I also remember that some kids had to take all of their candy to the local hospital for x-rays to ensure no razors or pins were put in it.

Great post!

allen christopher
[URL removed by moderator]

December 7, 2010

Taking the candy of out of trick-or-treat, i agree this point , we can find a more heathy one as replacement .

Sieglinde Stieda
November 19, 2010

The final comment “It’s only one night” is utterly stupid! The kids will be eating those candy unti9l Christmas when they load up again. And then there’s VAlentine’s and Easter and birthdays during the rest of the year. You seem to forget that sugar and candies are an addictive substance!.
As a former primary teacher I saw the devastating consequences of this constant craving of sugar in my students. The kids’ behaviours grew worse after every sugar-event.
What in the world are you teaching at your so-called prestigious HArvard Medical School?

November 1, 2010

Things you can have every day, like nuts and fruits, aren’t a treat. I’m old enough to remember when some people still gave out apples as treats and none of us wanted them.

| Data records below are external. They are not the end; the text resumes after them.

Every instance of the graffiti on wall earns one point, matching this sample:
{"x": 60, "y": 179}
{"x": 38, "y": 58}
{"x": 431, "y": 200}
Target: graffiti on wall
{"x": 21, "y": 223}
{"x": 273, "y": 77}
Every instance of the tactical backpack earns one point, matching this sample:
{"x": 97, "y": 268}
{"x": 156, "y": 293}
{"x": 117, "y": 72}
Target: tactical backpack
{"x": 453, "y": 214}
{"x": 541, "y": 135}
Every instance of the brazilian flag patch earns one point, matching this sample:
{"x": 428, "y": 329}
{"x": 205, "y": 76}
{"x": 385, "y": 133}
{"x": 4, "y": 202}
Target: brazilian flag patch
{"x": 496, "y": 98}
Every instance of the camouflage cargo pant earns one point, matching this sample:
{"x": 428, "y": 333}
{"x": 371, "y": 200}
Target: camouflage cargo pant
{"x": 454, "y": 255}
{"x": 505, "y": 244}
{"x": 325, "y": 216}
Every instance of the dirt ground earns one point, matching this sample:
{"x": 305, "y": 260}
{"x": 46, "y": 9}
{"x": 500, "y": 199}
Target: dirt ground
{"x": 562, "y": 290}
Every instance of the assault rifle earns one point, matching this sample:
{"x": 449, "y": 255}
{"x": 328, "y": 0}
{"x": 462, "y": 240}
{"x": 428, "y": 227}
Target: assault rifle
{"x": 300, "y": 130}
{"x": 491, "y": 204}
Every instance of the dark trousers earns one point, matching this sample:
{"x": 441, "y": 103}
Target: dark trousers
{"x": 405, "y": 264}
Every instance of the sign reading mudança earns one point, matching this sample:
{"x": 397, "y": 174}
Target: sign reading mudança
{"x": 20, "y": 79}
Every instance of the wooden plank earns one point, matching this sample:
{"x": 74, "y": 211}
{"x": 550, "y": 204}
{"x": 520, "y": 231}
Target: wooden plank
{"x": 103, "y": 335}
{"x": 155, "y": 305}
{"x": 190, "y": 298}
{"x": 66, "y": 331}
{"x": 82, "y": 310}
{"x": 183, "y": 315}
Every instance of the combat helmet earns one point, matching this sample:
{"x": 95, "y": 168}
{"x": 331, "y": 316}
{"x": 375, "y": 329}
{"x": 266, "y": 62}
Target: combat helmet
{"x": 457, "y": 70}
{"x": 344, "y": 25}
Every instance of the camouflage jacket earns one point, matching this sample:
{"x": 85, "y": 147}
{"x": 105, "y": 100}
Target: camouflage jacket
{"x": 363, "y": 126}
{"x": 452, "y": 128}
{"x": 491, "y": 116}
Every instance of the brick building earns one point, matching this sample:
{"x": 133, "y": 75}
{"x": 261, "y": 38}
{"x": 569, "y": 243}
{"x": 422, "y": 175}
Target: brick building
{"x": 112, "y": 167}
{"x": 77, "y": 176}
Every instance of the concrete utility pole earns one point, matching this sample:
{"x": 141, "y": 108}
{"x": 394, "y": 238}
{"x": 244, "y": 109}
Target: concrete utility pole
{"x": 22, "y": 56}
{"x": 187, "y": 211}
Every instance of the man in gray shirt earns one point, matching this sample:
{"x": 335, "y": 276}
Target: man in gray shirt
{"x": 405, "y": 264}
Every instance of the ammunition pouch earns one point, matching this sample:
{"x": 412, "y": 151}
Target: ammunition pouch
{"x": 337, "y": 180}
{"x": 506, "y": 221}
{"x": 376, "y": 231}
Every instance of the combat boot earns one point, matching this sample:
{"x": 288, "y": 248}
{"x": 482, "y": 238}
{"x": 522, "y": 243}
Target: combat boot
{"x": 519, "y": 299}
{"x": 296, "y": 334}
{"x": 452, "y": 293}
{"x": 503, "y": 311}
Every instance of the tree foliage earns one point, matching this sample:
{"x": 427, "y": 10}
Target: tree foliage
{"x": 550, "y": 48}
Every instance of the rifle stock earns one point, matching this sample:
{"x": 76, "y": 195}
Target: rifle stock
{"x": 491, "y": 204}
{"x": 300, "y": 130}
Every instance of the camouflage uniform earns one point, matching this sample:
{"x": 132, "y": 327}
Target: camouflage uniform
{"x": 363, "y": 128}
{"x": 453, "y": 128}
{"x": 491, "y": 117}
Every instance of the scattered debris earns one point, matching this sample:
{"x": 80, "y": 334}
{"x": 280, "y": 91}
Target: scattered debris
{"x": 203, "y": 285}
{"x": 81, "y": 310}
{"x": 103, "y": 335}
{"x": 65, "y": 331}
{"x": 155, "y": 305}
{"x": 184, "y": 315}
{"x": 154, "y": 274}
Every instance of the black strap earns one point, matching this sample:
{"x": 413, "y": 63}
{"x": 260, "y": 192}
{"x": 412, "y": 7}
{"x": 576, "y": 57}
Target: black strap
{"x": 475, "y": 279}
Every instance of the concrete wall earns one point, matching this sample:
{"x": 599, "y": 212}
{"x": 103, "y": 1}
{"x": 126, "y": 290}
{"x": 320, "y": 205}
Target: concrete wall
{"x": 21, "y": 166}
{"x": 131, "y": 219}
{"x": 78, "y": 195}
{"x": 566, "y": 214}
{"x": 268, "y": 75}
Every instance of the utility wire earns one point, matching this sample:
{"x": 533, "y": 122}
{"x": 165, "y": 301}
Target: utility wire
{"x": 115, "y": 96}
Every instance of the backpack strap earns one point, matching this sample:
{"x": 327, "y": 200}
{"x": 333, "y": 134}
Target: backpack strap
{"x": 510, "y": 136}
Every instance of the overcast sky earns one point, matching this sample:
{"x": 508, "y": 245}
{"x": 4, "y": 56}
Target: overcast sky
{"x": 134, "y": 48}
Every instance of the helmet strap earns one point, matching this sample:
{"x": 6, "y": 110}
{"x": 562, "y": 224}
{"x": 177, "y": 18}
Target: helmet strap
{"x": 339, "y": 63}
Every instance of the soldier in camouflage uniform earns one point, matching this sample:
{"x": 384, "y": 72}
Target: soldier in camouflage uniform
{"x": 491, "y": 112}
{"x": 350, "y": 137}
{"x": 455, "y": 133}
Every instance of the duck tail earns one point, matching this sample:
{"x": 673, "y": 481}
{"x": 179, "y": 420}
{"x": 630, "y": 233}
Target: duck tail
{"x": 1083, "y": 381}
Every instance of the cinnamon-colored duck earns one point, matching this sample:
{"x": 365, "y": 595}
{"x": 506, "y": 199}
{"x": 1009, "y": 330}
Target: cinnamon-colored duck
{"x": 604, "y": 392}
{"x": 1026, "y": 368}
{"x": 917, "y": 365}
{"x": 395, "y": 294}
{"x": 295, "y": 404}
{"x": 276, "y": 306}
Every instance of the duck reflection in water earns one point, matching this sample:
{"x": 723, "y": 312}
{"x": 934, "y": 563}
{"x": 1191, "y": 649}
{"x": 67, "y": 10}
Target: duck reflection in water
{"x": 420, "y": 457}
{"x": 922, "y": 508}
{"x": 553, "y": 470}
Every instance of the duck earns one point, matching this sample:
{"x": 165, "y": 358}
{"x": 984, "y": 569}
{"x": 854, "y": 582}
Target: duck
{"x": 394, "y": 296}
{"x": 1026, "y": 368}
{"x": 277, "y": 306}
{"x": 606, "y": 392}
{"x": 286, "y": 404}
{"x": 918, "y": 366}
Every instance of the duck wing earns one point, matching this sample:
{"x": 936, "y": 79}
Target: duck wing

The nice thing about Halloween-themed small toys is that they don’t go stale if you overestimate need when shopping for treats, so you can toss the remainder in the closet & give them out next year. They’re also not going to affect the waistlines or tooth enamel of the adults in the house.

KC Dalis
October 29, 2010

Perhaps sweets and chocolate can be replaced with nuts and fruits! (Just a thought)

Commenting has been closed for this post.